Consigned to Oblivion
In which I almost get melodramatic, but manage to stop.
|Left Behind I and II|
15 x 20 cm each
Acrylic on Canvas
Tonight is the opening night of the Miniature group show in which I have two tiny little paintings. I only found out when I saw the invitation that the group show is actually accompanying a solo exhibition by Theo Paul Vorster, which is great, as I'm a huge fan of his work, and I've never seen so many of his works in one space.
I'm still not sure how I feel about these two paintings, I think I'll know as soon as I see them on the wall - when it's too late to do anything - I was in a strange head-space when I made them, they were supposed to be tightly cropped bright pomegranate pips, but after restarting 3 times, and still just getting nowhere, I decided to do these buttons. Now we've spoken about them before, so I'm not about to leap into deep analysis, but I'll give you a quick run-through.
I was feeling a little low (translate to pretty depressed) so bare with me: These buttons are left overs from forgotten garments, some from my dad's navy uniform, some from clothes my mom was gifted by her older siblings, and which she then remade into outfits for us kids etc. They wait around willingly to save someone from a malfunction, but will probably wait forever. And so they are now immortalised in their desperation. But what I had in mind while painting them is this sense of being left behind, my mom comes from a large family and recently two of her older sisters passed away after illness, and it was really hard to deal with. And I kept thinking about those left behind; husbands, children, sisters and brothers, who have to keep everything going, and what it must feel like to lose a companion after 40 - 50 years.
So while I realise this is just a still life of buttons, quite plain, I was working through some things while working on them. And now they stand as a reminder of a couple of gray months, and sadness.
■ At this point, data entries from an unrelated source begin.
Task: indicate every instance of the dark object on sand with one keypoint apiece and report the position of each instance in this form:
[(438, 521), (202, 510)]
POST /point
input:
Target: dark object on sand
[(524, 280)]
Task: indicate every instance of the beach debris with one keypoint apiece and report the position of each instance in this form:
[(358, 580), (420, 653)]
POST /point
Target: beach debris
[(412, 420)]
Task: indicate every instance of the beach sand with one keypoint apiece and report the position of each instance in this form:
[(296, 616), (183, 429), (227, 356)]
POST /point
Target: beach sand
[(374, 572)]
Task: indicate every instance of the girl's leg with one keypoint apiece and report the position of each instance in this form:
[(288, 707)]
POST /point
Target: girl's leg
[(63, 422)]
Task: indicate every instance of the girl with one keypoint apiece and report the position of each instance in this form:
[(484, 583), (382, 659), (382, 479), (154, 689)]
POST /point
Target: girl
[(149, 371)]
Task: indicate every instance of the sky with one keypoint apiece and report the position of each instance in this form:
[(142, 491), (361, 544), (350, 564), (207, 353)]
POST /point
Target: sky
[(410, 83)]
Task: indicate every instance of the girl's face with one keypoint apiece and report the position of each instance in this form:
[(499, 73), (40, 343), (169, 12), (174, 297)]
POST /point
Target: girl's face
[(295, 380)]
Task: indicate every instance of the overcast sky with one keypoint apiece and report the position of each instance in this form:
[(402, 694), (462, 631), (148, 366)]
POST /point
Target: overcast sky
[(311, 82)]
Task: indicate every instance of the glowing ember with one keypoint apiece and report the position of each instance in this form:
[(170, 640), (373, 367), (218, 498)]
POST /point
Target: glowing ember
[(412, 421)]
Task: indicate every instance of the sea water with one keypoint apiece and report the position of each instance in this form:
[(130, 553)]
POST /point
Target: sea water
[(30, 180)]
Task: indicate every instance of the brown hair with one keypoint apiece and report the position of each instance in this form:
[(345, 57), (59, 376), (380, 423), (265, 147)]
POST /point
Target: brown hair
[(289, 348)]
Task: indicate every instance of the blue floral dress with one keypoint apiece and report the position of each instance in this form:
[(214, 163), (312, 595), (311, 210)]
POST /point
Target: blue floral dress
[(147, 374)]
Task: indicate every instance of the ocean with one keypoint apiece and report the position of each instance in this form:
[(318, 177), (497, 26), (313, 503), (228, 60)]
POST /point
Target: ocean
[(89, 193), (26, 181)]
Which is what leaves me confused about how I feel about them, as I've gotten quite used to being all about large, bright and playful, I almost feel like I'll be exposed tonight, people will get to see this very personal thing, and not understand why it's supposed to be significant.
I waited until the day I had to deliver the paintings to the gallery to name them, 'Left Behind' perfectly encapsulated what I meant, but I didn't want people to think of the books/movies/games, or anything 'rapture', it works, but it's not the intended meaning. And so google thesaurus delivered a bunch of excellent options, including 'consigned to oblivion' which I just adore, so dramatic, with the pun on 'consigned' of course.. but after chats with my brother and dad, I decided to tone down, and go with my initial gut feeling to name them Left Behind.
And secretly refer to paintings that have not yet sold in galleries as
CONSIGNED TO OBLIVION!
And that's that.
Will post a update about the opening soon, and about other news and awesome things, until then, happy painting!